The company also said Madison’s revenue and earnings contributions were lower than in the prior year, which had included a large one-off managed service contract. Madison and Absolute IT contributed profit of $5.6 million versus $6 million in the prior year. However, revenue from both was $152 million versus $149.5 million in the prior year.
Absolute IT continued its strong financial performance in its second full-year contribution since acquisition in late 2016. The IT recruitment market remained buoyant throughout the year, allowing Absolute IT to increase revenue, gross profit and earnings before interest, tax, depreciation and amortisation, it said.
A fully imputed dividend of 8.2 cents per share will be paid on July 9 to shareholders on the register on June 24. The final dividend of 16.2 cents is unchanged on the year. "We expect to be able to steadily grow dividends as we move ahead from here," Keenan said.
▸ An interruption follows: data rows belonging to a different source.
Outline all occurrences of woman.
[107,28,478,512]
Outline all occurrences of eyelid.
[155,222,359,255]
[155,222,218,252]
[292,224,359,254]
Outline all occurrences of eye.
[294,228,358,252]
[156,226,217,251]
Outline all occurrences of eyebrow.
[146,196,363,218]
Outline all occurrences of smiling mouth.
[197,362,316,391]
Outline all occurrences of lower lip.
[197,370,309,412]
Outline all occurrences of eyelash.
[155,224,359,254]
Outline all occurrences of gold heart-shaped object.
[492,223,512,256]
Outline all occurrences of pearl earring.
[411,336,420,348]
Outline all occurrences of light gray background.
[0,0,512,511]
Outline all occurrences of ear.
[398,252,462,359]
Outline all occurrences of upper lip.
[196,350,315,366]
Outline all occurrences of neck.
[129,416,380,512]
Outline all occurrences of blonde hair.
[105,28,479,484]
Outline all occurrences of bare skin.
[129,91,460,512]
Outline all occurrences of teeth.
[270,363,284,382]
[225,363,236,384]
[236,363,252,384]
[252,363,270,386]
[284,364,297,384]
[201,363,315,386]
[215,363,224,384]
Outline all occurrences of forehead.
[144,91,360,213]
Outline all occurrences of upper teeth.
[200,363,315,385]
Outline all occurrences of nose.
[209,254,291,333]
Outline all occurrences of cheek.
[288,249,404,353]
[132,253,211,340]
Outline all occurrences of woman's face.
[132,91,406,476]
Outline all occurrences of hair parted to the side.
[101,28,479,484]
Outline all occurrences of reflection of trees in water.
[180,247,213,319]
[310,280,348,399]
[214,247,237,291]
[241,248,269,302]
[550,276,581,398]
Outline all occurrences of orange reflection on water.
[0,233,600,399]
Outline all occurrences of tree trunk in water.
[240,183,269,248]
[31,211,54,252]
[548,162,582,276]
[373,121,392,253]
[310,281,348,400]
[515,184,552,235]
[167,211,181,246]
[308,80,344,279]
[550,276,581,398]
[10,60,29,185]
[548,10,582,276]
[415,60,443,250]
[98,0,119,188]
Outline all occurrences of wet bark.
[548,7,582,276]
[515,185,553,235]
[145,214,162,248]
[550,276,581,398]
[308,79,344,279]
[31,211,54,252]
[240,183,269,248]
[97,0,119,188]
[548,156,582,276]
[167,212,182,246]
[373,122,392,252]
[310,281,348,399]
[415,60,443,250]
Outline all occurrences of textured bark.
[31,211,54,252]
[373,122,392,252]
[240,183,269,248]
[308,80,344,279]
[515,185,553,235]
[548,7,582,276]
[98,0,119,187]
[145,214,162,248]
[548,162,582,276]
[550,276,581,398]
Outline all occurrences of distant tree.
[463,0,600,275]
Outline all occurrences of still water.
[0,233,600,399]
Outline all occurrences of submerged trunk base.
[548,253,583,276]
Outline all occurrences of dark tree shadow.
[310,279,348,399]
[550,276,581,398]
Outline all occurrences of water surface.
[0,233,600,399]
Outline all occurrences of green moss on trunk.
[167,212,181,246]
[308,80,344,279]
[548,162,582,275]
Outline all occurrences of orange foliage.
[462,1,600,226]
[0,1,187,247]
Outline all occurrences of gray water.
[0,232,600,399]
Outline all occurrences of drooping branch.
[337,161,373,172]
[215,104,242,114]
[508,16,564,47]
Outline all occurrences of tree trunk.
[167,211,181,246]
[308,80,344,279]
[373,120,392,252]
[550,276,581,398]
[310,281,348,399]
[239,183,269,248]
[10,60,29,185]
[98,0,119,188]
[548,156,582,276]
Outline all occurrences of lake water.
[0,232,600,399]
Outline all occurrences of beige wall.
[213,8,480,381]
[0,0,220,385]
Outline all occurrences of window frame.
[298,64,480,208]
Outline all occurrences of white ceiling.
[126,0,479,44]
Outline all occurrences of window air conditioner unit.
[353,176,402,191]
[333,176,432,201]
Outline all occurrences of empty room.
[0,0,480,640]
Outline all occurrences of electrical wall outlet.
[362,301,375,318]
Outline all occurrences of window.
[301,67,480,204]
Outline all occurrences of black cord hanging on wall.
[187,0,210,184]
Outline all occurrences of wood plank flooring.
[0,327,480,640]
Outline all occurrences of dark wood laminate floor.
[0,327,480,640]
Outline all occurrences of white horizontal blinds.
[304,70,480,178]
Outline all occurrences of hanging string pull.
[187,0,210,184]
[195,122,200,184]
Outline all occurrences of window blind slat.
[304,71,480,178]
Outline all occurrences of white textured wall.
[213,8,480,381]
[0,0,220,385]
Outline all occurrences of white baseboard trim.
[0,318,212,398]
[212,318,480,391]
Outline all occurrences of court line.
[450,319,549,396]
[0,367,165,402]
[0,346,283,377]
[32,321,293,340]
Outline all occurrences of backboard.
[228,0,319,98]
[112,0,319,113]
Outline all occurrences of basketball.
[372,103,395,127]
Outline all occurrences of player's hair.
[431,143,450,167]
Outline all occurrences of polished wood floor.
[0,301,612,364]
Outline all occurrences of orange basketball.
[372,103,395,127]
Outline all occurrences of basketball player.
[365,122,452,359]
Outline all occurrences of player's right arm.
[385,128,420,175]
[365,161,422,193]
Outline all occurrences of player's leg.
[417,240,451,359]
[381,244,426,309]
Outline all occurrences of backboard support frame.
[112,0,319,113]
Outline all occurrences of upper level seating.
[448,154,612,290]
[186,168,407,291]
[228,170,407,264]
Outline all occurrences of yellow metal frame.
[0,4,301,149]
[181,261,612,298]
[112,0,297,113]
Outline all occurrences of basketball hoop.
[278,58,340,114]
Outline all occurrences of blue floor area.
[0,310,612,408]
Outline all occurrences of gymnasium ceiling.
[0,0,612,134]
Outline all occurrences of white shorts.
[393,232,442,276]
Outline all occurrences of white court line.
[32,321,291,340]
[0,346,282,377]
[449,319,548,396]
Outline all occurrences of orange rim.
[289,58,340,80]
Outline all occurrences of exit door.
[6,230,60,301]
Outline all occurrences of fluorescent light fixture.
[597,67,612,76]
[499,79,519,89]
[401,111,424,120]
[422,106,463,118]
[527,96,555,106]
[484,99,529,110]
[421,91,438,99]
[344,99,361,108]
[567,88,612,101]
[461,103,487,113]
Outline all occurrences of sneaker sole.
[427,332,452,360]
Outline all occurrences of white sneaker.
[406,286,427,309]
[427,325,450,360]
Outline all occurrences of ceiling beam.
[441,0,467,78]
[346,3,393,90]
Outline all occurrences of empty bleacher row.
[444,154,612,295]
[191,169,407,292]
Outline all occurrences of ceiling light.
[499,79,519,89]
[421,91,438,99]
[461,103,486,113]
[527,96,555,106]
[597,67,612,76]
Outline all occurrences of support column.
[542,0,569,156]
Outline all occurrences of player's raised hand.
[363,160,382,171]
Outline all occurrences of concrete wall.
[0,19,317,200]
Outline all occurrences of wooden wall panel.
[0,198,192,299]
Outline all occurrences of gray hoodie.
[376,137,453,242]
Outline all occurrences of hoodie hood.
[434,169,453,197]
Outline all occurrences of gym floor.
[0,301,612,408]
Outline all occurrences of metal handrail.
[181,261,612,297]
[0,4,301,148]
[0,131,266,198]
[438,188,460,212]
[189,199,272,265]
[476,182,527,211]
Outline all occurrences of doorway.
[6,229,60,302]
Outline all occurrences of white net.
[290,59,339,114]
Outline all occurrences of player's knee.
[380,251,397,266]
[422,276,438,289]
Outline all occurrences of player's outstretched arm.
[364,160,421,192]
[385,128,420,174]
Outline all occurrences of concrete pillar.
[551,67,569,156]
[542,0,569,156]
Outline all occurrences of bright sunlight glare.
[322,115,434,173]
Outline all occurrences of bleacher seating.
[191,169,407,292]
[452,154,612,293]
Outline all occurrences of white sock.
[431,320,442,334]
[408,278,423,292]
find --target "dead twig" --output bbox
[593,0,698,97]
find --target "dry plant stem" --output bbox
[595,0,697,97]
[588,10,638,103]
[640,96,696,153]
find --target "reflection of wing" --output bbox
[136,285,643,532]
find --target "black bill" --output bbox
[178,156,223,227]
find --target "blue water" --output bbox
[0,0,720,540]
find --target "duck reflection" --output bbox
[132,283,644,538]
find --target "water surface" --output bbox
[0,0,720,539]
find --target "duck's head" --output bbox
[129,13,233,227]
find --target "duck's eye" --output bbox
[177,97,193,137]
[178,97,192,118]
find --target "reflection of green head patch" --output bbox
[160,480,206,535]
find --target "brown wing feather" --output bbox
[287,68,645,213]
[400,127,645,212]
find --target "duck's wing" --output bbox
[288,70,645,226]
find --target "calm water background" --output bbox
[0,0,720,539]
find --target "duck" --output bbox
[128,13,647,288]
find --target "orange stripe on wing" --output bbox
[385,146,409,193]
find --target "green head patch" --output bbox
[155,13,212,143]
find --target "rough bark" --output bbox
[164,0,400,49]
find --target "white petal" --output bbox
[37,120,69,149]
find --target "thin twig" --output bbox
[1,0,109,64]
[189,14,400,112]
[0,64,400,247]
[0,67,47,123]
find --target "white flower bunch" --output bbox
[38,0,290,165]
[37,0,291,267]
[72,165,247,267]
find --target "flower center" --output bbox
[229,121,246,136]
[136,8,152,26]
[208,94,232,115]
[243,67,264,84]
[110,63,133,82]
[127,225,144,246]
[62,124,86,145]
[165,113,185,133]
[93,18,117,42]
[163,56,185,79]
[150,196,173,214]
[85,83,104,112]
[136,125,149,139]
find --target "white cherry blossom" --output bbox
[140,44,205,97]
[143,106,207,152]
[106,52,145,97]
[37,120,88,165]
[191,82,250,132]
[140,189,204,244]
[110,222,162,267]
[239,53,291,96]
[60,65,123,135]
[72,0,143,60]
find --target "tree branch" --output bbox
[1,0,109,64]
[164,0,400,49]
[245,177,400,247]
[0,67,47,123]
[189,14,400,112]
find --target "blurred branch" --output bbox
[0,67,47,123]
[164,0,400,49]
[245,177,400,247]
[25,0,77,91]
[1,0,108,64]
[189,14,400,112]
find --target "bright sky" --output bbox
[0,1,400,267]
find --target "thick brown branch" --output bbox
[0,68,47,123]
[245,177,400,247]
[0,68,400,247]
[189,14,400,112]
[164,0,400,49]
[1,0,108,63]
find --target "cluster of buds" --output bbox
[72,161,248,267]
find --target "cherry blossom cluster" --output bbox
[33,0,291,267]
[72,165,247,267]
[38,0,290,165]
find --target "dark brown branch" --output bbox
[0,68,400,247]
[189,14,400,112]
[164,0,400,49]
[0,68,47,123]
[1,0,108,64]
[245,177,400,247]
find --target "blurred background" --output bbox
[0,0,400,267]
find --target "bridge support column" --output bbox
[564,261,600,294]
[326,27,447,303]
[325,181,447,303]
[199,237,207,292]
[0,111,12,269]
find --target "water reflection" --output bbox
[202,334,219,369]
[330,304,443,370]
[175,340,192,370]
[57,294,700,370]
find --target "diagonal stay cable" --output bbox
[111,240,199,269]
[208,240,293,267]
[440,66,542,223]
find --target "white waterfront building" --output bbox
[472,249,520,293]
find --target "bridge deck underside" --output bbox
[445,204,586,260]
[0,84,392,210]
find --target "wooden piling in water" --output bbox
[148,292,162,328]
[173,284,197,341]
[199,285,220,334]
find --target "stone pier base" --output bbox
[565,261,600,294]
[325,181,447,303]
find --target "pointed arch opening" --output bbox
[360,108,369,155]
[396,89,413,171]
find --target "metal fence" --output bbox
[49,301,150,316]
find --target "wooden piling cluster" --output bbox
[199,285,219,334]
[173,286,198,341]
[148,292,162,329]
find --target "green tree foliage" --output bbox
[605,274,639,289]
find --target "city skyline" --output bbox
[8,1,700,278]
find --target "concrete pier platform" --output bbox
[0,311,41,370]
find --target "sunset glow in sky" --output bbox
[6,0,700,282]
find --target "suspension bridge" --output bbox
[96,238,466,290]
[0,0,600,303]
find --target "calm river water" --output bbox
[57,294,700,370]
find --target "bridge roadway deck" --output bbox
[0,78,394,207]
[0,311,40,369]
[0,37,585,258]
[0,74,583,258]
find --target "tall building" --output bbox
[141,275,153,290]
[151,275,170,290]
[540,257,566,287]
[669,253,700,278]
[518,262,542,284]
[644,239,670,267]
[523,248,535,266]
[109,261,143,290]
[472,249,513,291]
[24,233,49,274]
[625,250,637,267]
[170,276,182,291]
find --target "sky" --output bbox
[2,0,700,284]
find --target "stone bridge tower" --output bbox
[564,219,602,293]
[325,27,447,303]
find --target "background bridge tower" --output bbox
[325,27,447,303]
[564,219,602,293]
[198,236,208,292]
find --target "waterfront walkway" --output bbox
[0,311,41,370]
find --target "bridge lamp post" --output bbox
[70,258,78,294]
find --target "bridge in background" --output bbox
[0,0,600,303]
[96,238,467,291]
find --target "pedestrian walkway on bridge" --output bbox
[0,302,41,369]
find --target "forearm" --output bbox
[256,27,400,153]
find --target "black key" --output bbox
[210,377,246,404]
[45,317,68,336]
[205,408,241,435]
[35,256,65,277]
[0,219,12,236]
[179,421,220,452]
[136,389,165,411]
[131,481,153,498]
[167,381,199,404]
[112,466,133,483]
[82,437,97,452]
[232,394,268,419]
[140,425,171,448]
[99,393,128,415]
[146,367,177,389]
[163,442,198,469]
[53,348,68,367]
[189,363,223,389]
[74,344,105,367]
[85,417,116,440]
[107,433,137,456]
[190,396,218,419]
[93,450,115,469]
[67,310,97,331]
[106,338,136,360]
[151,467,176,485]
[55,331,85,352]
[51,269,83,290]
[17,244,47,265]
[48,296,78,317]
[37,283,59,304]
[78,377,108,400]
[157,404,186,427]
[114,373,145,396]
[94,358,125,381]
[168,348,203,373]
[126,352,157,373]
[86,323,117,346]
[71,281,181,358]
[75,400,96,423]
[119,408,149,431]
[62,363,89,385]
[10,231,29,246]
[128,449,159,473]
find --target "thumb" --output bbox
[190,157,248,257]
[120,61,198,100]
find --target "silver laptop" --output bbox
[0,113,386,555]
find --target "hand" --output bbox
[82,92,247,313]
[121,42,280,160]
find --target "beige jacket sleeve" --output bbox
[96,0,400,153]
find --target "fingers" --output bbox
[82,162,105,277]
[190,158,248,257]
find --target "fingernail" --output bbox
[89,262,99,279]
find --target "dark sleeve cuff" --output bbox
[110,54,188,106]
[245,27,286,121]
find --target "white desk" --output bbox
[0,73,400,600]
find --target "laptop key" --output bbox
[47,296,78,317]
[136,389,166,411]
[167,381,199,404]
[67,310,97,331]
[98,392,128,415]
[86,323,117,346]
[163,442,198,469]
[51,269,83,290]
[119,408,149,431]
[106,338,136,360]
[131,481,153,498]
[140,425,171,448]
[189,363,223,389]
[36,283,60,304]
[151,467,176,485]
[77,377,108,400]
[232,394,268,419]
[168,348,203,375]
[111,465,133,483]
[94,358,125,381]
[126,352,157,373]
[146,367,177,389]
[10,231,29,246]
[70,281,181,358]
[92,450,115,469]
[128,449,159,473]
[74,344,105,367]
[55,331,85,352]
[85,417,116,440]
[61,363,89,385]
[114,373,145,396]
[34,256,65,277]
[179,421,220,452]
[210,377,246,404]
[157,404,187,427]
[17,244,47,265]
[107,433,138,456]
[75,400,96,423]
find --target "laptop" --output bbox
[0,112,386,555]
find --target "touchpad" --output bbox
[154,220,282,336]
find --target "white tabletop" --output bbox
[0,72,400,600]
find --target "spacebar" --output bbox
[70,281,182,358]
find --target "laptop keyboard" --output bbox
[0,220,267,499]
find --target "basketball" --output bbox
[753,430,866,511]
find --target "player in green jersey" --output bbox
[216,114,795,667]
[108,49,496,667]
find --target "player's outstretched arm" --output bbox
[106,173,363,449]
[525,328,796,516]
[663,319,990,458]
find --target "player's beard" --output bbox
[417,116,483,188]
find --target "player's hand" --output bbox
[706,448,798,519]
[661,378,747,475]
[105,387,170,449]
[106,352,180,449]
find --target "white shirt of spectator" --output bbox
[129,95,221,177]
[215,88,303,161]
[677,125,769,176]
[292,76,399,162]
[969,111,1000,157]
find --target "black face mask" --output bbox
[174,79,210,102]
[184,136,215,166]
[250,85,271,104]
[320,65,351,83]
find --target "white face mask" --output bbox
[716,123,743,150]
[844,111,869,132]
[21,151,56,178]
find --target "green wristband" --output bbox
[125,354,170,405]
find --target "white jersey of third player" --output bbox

It also announced the acquisition of JacksonStone & Partners, post balance date. The transaction is structured with an initial payment of $6.7 million on closing and an estimated $3.8 million payable in three installments over the next couple of years, subject to JacksonStone achieving defined performance targets, it said.
AWF Madison said the outlook for the current financial year is positive.
"Madison and Absolute IT are performing strongly, underwritten by continued high levels of economic activity and JacksonStone will contribute positively to 10 months of the current year," it said.
The shares last traded at $1.70 and have increased 4.3 percent so far this year.